Corey Helford Gallery, January 16 – February 20, 2021
by Jacob Hicks
Kazuki Takamatsu uses a “unique depth-mapping technique” where an initial composition is sculpted digitally, every graphic pixel is then tonally matched from the computer model in acrylic gouache and painted painstakingly by hand to canvas. From what I understand the pixel tonal gradient diminishes in brightness equivalently using quadrilateral symmetry. This produces an eerie, uncanny valley aesthetic of unnatural monochromatic perfection.
In my research the descriptions of the making of the work have been vague, and I hope the truth of the process doesn’t include an army of studio assistants creating art like little machine arms in a factory at the behest of an artist. I also wonder why it is necessary to paint the images when they might live just as beautifully as purely digital entities?

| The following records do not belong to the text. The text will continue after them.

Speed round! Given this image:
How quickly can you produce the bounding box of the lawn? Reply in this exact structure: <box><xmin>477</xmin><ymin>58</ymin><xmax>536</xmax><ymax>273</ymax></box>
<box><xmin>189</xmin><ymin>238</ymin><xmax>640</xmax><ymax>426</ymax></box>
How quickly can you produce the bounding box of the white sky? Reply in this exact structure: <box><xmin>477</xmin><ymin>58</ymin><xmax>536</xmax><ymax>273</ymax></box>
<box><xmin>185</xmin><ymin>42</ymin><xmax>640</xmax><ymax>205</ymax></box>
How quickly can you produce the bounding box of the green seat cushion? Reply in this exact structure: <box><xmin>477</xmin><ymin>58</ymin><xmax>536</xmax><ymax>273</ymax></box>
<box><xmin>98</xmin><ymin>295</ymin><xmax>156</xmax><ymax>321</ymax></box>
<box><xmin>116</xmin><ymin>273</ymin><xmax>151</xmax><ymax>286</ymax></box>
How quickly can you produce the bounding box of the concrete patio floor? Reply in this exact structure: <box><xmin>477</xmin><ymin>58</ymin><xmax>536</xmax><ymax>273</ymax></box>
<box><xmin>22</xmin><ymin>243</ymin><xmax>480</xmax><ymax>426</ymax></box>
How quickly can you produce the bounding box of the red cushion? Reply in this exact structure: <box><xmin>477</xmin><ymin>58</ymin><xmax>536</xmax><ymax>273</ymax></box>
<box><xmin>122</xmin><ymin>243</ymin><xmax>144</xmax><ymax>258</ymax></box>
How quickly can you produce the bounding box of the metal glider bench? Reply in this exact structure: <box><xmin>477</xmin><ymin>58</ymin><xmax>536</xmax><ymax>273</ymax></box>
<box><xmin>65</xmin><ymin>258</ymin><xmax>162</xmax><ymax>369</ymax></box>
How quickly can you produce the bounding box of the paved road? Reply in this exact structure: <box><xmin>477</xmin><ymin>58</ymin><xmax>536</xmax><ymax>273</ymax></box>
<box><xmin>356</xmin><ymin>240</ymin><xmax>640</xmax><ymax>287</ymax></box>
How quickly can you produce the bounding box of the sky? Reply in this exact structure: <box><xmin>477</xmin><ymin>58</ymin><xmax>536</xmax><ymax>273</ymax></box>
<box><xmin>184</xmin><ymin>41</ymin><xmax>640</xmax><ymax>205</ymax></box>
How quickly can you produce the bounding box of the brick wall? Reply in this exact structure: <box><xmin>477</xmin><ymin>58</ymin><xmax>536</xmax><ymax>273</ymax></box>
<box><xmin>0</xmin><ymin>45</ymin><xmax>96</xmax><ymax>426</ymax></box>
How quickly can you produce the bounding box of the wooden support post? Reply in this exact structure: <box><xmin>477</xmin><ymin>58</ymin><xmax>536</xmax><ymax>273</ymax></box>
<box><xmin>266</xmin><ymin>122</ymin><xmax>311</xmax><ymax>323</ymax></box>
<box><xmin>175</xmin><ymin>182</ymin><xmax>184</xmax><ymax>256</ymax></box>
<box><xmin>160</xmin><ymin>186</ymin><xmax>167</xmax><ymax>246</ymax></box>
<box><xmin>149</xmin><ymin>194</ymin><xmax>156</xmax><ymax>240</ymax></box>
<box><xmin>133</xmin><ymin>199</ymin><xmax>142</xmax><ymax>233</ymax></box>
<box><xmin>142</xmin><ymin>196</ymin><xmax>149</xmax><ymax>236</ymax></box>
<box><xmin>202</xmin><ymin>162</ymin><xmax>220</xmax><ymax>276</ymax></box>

That aside, the final results of Takamatsu’s labor-intensive paintings are magnetic and exciting.
The work is indebted to Japanese pop cultural history like Kibyoshi, the Edo period’s wood block adult comics, Shoujo manga, a form targeted toward a teen female demographic, kawaii aesthetic and anime. Cyborg aesthetic and science fiction in general are important to Takamatsu’s vision. All his paintings feature undead phantasm doll shells of feminine fantasy. They are hybrid zombie Goddesses enshrined with swords, chains, skulls, goldfish and flowers. In the nude or in negligee, all poses are careful not to “reveal” too much. The paintings manifest a prudish boy fantasy of lifeless femininity, elevating their figures to Godheads void of humanness. Like the corpse of neoclassical Ingres’ Grand Odalisque, or Parmigianino’s Madonna with the Long Neck, the female forms are stretched posthuman spaghetti noodles.
Though I really enjoy the paintings, I think it’s important to address the sexualized male gaze on these female forms, their child-like physicality, and their separation from humanness. Takamatsu is a cultural producer from Japan, and so I am careful to not be too critical of culture and history that I am not a part of and so cannot fully understand. From a contemporary western perspective, I think the simultaneous empowerment of these subjects (suggested through iconographic compositions and decorations and tokens of power like swords and wings), and disempowerment (suggested through undergarments or nudity and idealizations of lifeless form) beg the question: is a Lolita-like nymph in 2021 a trope worthy of repetition?
The artist’s job is to build from the mud of the muse of their choice, and Takamatsu’s fantasy images of robot doll Goddesses harness a computer-based futuristic power, both beautiful, awe-inspiring and menacing.